Es hatte etwas von einem Klassentreffen; einem öffentlichen Wiedersehen ehemaliger Szenegänger*innen um die 35. Dabei war die Musik wirklich ganz geil. Am Ende zog sich der Abend aber auch in die Länge – Patrick Wagner und Yelka Wehmeier von Gewalt betraten gegen eins die Bühne, da hatte sich der eh kaum gefüllte Zuschauerraum noch mal um die Hälfte geleert.

Am Anfang jedoch war die Hoffnung. Hope, vier Menschen aus Berlin, machten Electronica mit effektstarker Gitarrenverzerrung, irgendwo zwischen Låpsley und Radiohead, nur nicht ganz so gut. Besonders die Performance verlangte den wohlgesinnten Zusehenden einiges ab – Gitarrist Phillip Staffa kam aus dem Knien nicht mehr raus, Sängerin Christine Börsch-Supan erinnerte in ihrem barfüßigen Hang zur Eurythmie ungut an Skin von Skunk Anansie; die Musik hatte zwar Potenzial, bestach in ihren Texten aber in der Hauptsache durch emotionale Schlichtheit. Gut, dass die Deutschen im Publikum weitgehend unter sich blieben. Da fiel das simple Englisch nicht so auf.

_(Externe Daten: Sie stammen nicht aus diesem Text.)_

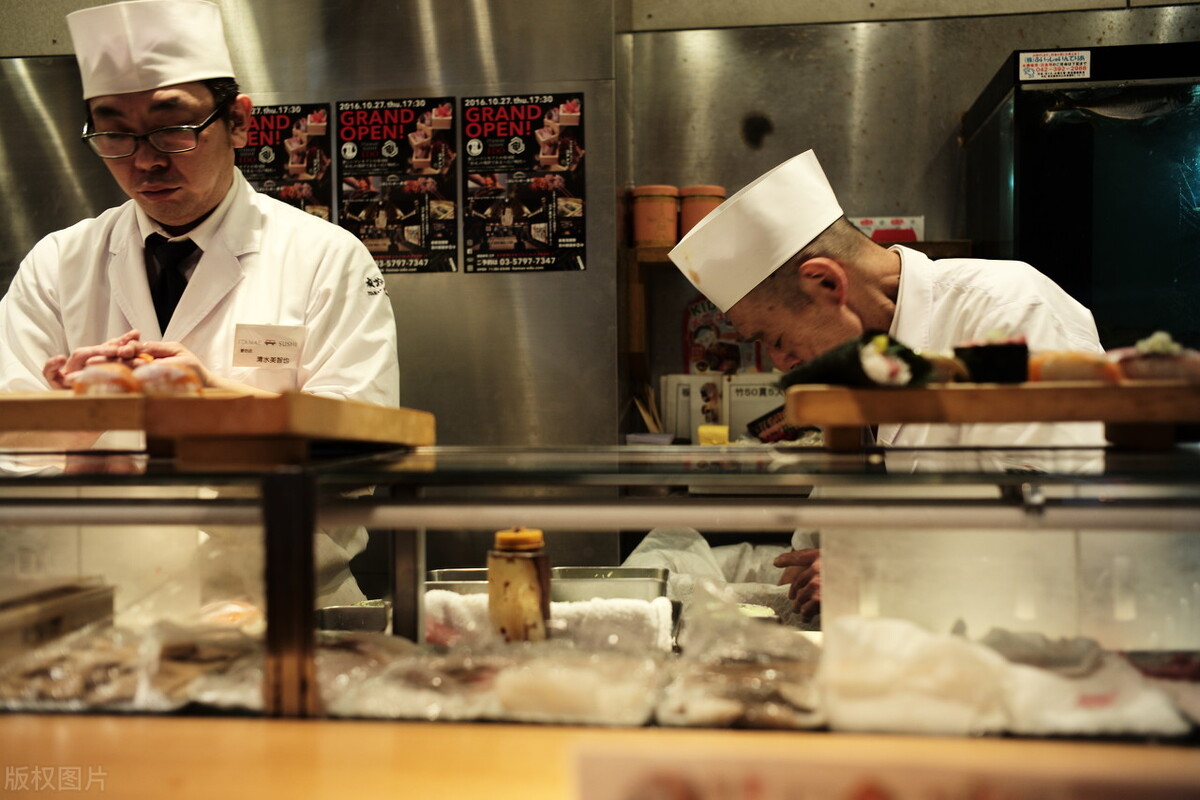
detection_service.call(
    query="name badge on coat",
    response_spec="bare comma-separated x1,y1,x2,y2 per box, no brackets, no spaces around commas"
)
233,325,308,369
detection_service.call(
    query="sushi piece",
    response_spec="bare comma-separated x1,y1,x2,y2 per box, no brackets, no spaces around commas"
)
954,335,1030,384
71,361,142,397
779,331,932,389
1030,350,1121,384
1109,331,1200,383
133,361,202,397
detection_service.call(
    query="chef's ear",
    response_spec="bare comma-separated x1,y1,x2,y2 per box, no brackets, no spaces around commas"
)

Klez.e hätten genauso schwierig sein können – Sänger Tobias Siebert lebt öffentlich seinen Traum aus, Robert Smith zu sein. Bis in die kleinsten Gesten hinein arbeiteten er und Daniel Moheit an der perfekten Kopie der englischen Goth-Band, deren Höhepunkt die Platte „Disintegration“ (1989) darstellte. Klez.es immerhin auch schon vierte Platte, erschienen nach achtjähriger Pause, heißt nun passend „Desintegration“ – The Cure mit deutschen Texten. Aber: Die Mischung aus Weltschmerz, Politik und Ein-Vorbild-Eklektizismus wusste durchaus zu bestechen.

Steigerung dann: die neue Heiserkeit. Nina Wagner, Sängerin von Friends of Gas, schreit wie Patrick Wagner. Überhaupt – wann waren Batikshirt und unters Kinn geklemmte Gitarre zum letzten Mal so cool? Friends of Gas aus München, Album heißt „Fatal schwach“, bestachen durch dronige, ins Endlose repetierte Hooklines, heiseres Schreien von simpel-enigmatischen Ein- bis Vierzeilern und einem Auftritt am Rande des Pathologischen. Eine Offenbarung.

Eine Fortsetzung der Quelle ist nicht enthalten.